Quels sont ses impacts ?

Selon De Koninck, tout changement d’heure a un effet sur l’organisme puisqu’il engendre une désynchronisation de l’horloge interne, elle-même responsable de la régulation de toutes les activités humaines telles qu’entre autres la faim, la digestion ou encore la mémoire.

Ainsi, la synchronisation de cette horloge interne est directement conditionnée par l’exposition à la lumière, poursuit le professeur, en précisant que « la lumière est l’élément qui permet à l’organisme de se synchroniser avec l’environnement ».

Ashley Nixon, étudiante en sixième année de doctorat en psychologie expérimentale à l’U d’O, souligne quant à elle que le changement d’heure intervenant au printemps est davantage problématique que celui d’hiver puisqu’il implique une réduction du temps de sommeil.

« Il y a cependant une perturbation des cycles circadiens dans tout changement d’heure », relève-t-elle, expliquant que ce phénomène peut avoir des conséquences plus ou moins graves à terme. Il est question notamment de dégradation de l’humeur, de prises de poids, d’augmentation du niveau d’anxiété, de diminution de la vigilance et dans les cas les plus graves, d’accidents vasculaires cérébraux et de crises cardiaques.

De Koninck précise néanmoins que le changement d’heure automnal a un impact plus relatif sur l’organisme puisque celui-ci permet de « gagner » une heure de sommeil en théorie. « Ainsi, on relève que les accidents de la vie et les crises cardiaques ne subissent pas une augmentation aussi marquée qu’au printemps », constate-t-il.

L’abolir ; oui, mais à quelles fins ?

À propos de la réflexion entourant une révision du changement d’heure, Nixon mentionne que la Société canadienne du sommeil a dernièrement publié une déclaration indiquant clairement une prise de position pour son abolition, avec un maintien constant de l’heure standard.

Une déclaration qui fait suite à des travaux de recherche auxquels a participé De Koninck, qui ajoute de son côté que « l’idée fait consensus dans le monde scientifique ». Il déplore toutefois que les débats entourant cette éventuelle abolition soient souvent menés par toutes sortes de gens sauf, justement, des scientifiques. 

Nixon précise de son côté que cette position soulève également un certain questionnement quant à l’alignement entre les provinces ou avec les États-Unis, ce qui ajoute une nouvelle dose de complexité au débat.

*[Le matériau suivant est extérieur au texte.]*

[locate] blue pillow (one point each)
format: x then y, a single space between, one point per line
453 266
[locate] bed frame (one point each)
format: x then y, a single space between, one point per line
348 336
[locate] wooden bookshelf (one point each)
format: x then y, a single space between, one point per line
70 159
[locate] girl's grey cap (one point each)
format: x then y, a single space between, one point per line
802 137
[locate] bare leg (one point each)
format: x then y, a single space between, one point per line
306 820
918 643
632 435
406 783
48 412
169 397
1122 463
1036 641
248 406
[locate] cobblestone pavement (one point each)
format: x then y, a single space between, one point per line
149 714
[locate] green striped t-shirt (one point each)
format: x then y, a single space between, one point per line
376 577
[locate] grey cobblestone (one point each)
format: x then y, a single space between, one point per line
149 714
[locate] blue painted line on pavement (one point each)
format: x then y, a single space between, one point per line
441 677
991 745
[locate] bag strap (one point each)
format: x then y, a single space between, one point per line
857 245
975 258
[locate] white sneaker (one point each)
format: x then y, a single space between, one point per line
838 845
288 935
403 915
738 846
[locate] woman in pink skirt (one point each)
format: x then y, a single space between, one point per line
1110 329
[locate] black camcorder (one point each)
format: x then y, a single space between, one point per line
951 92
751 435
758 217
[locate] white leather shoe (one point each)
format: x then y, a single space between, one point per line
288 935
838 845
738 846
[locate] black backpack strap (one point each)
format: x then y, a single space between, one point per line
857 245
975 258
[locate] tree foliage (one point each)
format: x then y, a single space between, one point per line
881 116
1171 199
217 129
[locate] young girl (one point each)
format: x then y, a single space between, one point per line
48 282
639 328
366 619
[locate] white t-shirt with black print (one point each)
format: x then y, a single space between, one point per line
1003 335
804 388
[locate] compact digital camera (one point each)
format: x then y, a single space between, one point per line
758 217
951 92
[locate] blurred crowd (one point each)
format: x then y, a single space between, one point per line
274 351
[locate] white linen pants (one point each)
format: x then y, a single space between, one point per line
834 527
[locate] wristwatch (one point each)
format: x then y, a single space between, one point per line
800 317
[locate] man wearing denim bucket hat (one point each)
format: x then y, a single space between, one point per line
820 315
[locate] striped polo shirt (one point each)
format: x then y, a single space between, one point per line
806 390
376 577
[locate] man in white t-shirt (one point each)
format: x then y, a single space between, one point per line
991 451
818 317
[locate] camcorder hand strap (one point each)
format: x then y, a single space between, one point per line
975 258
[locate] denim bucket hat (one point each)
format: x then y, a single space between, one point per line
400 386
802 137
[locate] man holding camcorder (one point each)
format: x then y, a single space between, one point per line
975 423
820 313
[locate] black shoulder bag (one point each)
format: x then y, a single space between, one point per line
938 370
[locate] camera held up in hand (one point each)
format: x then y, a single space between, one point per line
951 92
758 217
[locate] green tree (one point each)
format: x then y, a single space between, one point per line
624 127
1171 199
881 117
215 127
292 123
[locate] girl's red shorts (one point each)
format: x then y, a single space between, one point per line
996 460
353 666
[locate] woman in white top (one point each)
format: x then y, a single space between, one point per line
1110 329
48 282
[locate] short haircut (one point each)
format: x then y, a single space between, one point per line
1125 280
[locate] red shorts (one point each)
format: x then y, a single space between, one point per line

Concernant finalement les enjeux, industriels et scientifiques s’affrontent donc sur la posture à adopter dans le cas d’une suppression du changement d’heure, comme l’affirme De Koninck. Propos qu’il illustre avec le cas de l’Alberta, une province qui milite pour un maintien de l’heure d’été à longueur d’année : « Dans cette province, c’est toute l’économie du pétrole qui est intéressée à conserver l’heure avancée, de manière à allonger les temps de forage quotidiens. »

Une volonté qui s’est d’ailleurs traduite par la tenue d’un référendum le 18 octobre dernier, où une courte majorité de 50,2 % a finalement décidé de maintenir le changement d’heure, représentant ainsi un revers pour l’industrie pétrolière.